The number of tested pairs or cells is also a bit low (or unclear) in some cases. For instance, the relatively low number of recordings (n=30) between CA1 pyramidal cells and giant excitatory cells in the radiatum means a low connectivity rate on the order of a few percent cannot be ruled out; it has been shown that even in CA3, which is classically considered a "reciprocally connected" area, such low connectivity rates can still be functionally important (Guzman et al).
For the feedforward inhibition result, the concept of "amplification relay station" that was introduced is not so clear. It is not unexpected that when you strongly innervate BC cells and bring them to spike, as the giant cells in this study do, this activity will in turn inhibit pyramidal cells (and actually quite a lot of them, so that it is not surprising that you can measure IPSCs). Furthermore, the rationale for doing the silicon probe recordings is not well explained, and it would be helpful if the authors could discuss the significance of performing such LFP recordings in slices.

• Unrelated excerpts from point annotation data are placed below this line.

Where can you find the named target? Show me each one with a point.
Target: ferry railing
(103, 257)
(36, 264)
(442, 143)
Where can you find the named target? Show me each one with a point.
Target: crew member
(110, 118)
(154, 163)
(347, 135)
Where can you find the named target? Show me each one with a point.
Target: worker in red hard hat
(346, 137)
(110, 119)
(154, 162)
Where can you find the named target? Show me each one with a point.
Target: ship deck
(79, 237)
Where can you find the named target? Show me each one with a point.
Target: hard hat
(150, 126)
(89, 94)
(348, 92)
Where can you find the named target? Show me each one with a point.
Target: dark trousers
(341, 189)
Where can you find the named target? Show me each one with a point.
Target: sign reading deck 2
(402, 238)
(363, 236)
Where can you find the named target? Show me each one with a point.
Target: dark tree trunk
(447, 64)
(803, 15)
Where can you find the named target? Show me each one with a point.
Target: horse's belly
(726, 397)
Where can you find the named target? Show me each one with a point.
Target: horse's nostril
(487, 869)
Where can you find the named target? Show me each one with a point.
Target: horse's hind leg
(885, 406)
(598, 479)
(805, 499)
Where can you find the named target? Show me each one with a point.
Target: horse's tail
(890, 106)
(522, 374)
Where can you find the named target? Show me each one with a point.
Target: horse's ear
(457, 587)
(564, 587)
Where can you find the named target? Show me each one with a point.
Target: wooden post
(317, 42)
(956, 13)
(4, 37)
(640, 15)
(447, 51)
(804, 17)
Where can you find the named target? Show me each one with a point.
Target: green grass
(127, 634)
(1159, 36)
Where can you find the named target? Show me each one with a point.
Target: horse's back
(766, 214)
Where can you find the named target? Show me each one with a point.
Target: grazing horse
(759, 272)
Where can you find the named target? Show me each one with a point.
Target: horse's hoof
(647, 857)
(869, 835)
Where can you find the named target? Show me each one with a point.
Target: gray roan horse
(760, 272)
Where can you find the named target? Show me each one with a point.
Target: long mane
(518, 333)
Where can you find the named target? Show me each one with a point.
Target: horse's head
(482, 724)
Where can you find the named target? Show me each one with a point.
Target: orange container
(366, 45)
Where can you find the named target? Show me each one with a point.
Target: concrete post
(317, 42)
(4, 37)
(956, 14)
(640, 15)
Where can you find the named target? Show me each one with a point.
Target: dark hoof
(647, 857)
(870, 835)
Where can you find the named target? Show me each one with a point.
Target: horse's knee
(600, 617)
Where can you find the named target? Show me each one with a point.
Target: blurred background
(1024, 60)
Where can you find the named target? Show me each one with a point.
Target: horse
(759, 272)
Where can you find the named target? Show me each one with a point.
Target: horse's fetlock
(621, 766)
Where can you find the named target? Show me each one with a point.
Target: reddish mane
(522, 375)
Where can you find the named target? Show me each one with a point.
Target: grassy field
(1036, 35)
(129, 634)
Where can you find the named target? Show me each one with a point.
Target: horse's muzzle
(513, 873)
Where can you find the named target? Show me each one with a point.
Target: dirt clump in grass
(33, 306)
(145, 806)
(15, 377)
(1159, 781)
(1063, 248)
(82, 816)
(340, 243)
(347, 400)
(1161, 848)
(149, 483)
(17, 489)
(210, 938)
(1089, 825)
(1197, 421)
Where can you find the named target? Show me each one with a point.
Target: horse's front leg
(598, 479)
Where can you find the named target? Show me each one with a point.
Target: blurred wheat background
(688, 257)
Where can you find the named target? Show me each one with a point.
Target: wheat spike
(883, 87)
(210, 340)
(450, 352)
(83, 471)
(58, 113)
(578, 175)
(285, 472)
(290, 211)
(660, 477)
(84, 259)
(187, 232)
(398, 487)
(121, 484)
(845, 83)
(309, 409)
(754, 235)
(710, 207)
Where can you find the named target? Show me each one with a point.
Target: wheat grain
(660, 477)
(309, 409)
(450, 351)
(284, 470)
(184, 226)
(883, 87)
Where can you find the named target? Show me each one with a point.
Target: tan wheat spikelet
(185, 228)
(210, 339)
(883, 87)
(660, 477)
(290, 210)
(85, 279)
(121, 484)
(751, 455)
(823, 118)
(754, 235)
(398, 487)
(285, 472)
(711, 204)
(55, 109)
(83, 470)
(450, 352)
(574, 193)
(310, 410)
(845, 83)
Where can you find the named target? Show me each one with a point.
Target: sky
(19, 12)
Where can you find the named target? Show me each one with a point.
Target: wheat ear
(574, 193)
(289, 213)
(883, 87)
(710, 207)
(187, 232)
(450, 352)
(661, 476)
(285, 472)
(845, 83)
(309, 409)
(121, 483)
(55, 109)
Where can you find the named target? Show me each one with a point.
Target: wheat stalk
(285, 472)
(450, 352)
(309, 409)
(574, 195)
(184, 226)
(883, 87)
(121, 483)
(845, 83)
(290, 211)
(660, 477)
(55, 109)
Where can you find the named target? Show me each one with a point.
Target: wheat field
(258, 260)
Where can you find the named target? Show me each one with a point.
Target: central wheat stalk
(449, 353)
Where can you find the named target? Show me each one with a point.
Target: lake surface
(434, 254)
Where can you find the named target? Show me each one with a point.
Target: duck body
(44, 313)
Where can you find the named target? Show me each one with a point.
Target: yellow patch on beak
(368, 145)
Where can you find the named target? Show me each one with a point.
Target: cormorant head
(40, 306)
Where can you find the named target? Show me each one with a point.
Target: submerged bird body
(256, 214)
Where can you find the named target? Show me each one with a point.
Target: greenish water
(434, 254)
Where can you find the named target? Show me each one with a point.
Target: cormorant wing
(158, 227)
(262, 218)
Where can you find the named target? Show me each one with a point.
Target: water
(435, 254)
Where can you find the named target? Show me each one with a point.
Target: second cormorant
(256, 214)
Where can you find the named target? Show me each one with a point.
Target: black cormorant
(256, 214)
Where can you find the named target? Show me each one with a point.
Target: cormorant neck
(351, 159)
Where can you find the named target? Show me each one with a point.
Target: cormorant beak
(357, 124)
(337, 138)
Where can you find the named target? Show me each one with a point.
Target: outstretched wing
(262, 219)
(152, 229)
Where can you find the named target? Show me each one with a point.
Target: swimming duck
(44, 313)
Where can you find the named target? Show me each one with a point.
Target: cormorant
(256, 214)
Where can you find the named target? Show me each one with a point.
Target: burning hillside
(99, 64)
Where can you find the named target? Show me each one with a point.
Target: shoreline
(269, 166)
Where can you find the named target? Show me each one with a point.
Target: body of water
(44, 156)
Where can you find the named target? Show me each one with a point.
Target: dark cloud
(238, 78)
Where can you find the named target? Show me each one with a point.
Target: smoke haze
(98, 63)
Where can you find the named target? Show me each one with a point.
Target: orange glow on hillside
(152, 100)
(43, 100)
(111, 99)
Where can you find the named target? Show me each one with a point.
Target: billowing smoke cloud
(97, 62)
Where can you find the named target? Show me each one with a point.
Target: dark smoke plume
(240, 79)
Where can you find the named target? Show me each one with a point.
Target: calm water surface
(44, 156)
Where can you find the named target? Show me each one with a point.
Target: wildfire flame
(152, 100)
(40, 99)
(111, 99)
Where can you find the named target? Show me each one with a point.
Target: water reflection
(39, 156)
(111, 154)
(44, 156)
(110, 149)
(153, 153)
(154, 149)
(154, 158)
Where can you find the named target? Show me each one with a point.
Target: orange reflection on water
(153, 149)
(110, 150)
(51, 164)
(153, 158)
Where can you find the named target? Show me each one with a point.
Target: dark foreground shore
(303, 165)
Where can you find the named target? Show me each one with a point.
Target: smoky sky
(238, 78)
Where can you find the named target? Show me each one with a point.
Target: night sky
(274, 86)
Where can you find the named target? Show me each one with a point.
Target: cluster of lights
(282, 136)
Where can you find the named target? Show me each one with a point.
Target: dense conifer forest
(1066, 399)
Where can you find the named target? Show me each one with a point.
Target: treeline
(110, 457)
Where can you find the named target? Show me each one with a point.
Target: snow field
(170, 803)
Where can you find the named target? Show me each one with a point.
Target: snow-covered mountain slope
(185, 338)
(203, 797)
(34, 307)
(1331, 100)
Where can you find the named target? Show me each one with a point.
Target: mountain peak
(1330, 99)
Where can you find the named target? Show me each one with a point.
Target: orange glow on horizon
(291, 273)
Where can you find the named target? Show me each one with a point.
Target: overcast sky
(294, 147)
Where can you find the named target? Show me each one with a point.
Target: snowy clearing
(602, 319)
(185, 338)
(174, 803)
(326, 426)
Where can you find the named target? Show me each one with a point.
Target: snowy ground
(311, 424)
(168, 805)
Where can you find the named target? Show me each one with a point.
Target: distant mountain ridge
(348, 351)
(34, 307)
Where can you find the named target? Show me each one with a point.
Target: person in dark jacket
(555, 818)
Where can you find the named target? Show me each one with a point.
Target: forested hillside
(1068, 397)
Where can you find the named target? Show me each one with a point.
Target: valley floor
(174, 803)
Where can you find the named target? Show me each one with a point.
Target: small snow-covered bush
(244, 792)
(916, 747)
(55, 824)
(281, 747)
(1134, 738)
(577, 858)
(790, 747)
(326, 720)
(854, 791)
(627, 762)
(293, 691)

Conceptually, the presentation of perisomatic inhibition as simply silencing pyramidal and granule cells, forming a "burden" that needs to be "overcome" or "bypassed" via an alternative pathway (as in the example the authors give of having an axon coming from a dendrite instead of the presumably "blocked" soma), is not so convincing. Perisomatic inhibition is much more than that, particularly if one takes timing into account (indeed the authors point to its role in rhythmogenesis). This does not detract from the fact that the lack of perisomatic inhibition (at least from fast-spiking basket cells) is likely to have large functional implications, which the authors rightly emphasize.
Reviewer #3 (Public Review):
Summary:
This paper reexamined large excitatory neurons in the stratum radiatum with optogenetics. The findings are valuable because prior studies of the circuitry were confounded by the use of stimulating electrodes placed in different layers where multiple inputs were stimulated at one time. The strength of the evidence for the conclusions is incomplete because of several concerns with the manuscript.
Strengths:
The strength of the study is the very nice presentation of data. Also, there is a nice combination of patching, LFPs, paired recordings, and microelectrode arrays.
Weaknesses:
The limitations are in the conclusions which don't seem fully justified.